This doesn’t mention my personally favorite css tracking trick, timing attacks that can be used to detect what sites you have loaded. This can be done by interweaving requests to a remote URL (say background-image) with requests to your server script, which times these differences.
The fanciest tracking trick is the HSTS supercookie.
You use a bunch of subdomains -- a.example.com, b.example.com, etc. -- each configured so that a particular URL (call it the 'set' URL) sends an HSTS header. A different URL (the 'get' URL) doesn't.
You generate an ID for the user, and encode it as a bit pattern using the subdomains to indicate positions of '1' digits. Say your ID is 101001 -- you serve a page which includes images loaded from the 'set' URLs for subdomains a, c, and f. On later page loads, you serve a page including images loaded from the 'get' URLs of every subdomain, and you pay attention to which ones are requested via HTTPS. Since the 'set' URL sent an HSTS header, subdomains a, c, and f get requested over HTTPS, and now you reconstruct the ID from that: 101001.
I feel like this changes all the time; I was recently surprised to discover 'TLS Client Channel ID' (my nomenclature is a bit fuzzy - an RFC for automatic client certs "for security") and would love to learn more about the extent of its current implementation in Chrome.

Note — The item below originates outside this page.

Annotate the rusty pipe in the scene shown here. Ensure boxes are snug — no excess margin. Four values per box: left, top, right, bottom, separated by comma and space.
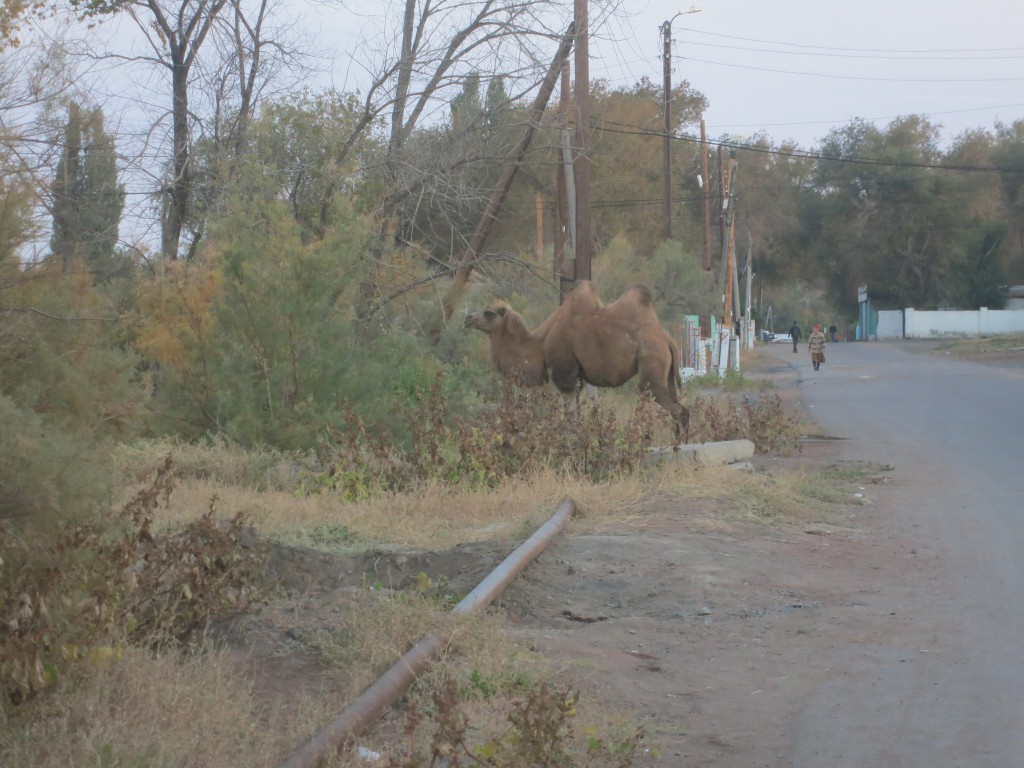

>londons_explore: In Chrome, it also uses the TLS Client Channel ID, which is a persistent unique identifier established between a browser and a server which (on capable platforms) is derived from a key stored in a hardware security module, making it hard to steal. Ie. if you clone the hard drive of a computer, when you use the clone, Google will know you are a suspicious person, even though you have all the right cookies.